As I changed the channel, the thought occurred to me that though I hope I never slip into the same pattern of behavior as that mother, I don't often step away from myself to look at how others see me. Especially my girls. I have a picture of the mother I want to be, and man, she looks good! Always composed, patient, kind, never raises her voice, unflappable. She wouldn't serve cereal for dinner and has the laundry and ironing done the night before at the very latest. She doesn't lose her cool with her children on the way to church. When I'm "on" I can be some of those things, but most of the time I fall woefully short. And that bothers me.

But I've noticed lately that God is nudging me to be look at why that might bother me so much. And every once in a while, a lesson that I need to learn become clear when I hear the same words from many different places. It's kind of hard to ignore a truth God is trying to impart when he keeps putting it your path, right?

In past few days, there have been a combination of things revealing this to me: perhaps I need to be less concerned with the image I'd like to see in the proverbial mirror and more concerned with the kind of mother I'm being moment to moment with my kids. In addition to the thoughts in my own head spurned by the Dr. Phil show, a sentence out of an article I read online (while looking for something completely different, I might add) rose up off of the page:

"Becoming someone's mother meant that my role in the world had changed -- I wasn't just the same old me trying to be a new, improved version.
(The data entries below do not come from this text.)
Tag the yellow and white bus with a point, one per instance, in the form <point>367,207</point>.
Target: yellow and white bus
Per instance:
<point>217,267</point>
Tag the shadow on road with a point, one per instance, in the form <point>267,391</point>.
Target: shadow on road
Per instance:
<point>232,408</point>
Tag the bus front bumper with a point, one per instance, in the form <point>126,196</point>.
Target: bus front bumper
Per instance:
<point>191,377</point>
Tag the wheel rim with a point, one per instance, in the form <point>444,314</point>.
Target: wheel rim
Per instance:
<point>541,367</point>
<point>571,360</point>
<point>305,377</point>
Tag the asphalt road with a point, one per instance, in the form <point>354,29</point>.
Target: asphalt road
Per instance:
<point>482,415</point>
I was a mother, really and truly and forever, and the question was, what kind of person, what kind of mother, would be reflected in my child's eyes?" from this article

And then on Friday, the always serenely insightful Ann Voskamp shared this message. The part that hit this already reverberating chord in me was a quotation from Anna Quindlen:

"I wish I had treasured the doing a little more and the getting it done a little less."

So, that enticing lie that beckons me to abandon the most important for the least is hopefully working its way out of me. In the meantime, I'm so grateful for these and other places that quietly implant little seeds of truth in my journey.